Germany's Minister for Energy and Economic Affairs Sigmar Gabriel has warned against the consquences of a quick phase-out of coal as a power source.
Abandoning coal and nuclear power simultaneously would lead to exploding electricity costs and energy-insecurity and force industry to move production abroad, Gabriel said in a statement issued by his ministry on Tuesday. "We have to end the illusions in German energy policy," Gabriel said.
However, the energy minister added that he agreed with the idea that coal-fired power plants be taken off the grid "step by step" as suggested by his colleague and fellow Social Democrat, Environment Minister Barbara Hendricks.

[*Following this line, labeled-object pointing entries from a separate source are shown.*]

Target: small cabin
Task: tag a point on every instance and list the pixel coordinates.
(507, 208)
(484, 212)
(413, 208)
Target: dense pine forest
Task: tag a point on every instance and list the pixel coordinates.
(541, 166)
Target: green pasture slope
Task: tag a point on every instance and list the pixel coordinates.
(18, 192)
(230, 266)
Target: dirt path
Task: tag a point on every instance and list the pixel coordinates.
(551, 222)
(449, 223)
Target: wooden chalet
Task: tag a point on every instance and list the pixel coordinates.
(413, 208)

German media interpreted his comments as another sign of a reported clash of opinions of the two ministers. It comes just weeks before the governing coalition of Gabriel's SPD and Chancellor Angela Merkel's conservative CDU is to decide on a “climate action programme” detailing how Europe’s biggest economy may yet meet its greenhouse gas reduction target of 40 per cent by 2020 compared to 1990.

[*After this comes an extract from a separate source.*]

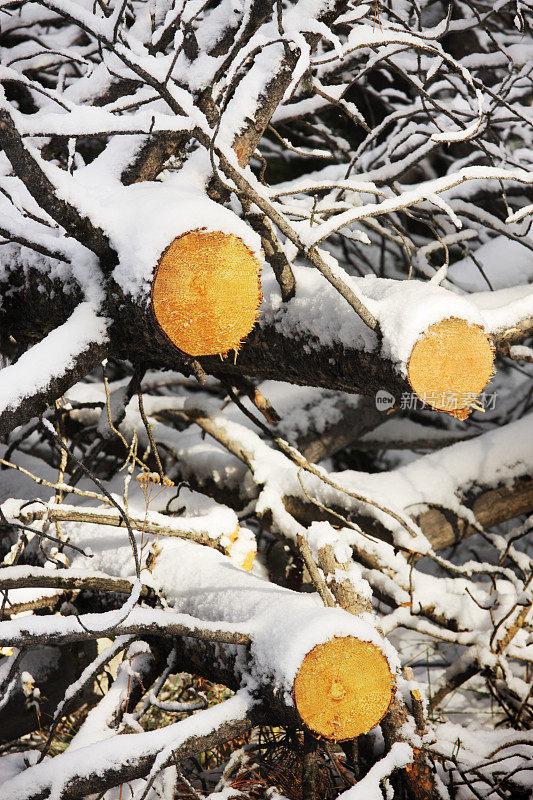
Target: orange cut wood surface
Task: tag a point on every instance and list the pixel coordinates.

“If we want to have 55 to 60 per cent renewable energy in 2035 then we will need coal and gas power for the rest,” Gabriel said in the statement. He argues that giving up German coal plants would not save any CO2 because those freed emission allowances would just go to other power stations in Europe, so the best option would be to reduce the number of CO2 allowances handed out by the European Union.
He said utilities should decide themselves which power stations they want to shut down and said he believed this way German greenhouse gas reduction targets can still be met. Germany is likely to face a 7 per cent shortfall of its CO2 reduction target for 2020, which is why Hendricks as well as the Green Party are pushing for a fast shutdown of old coal power stations.

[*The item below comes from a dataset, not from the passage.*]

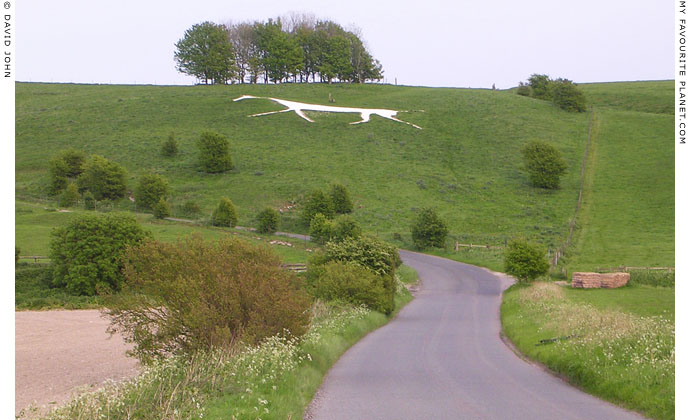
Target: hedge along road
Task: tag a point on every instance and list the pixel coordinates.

Gabriel’s announcement also laid out positions for talks with the new Swedish Prime Minister Stefan Löfven concerning the possible sale of lignite power stations and mines in Germany, run by Swedish state-owned utility Vattenfall. Vattenfall’s businesses, be it hydropower or coal mining should remain in one hand, Gabriel said, as splitting up operations would put jobs and the future of the company at peril. The utility had earned billions in Germany in the past and now has a responsibility to retain jobs and and an affordable energy supply, Gabriel added.
Vattenfall had announced two weeks ago that it was looking to sell its German lignite mining and power operations.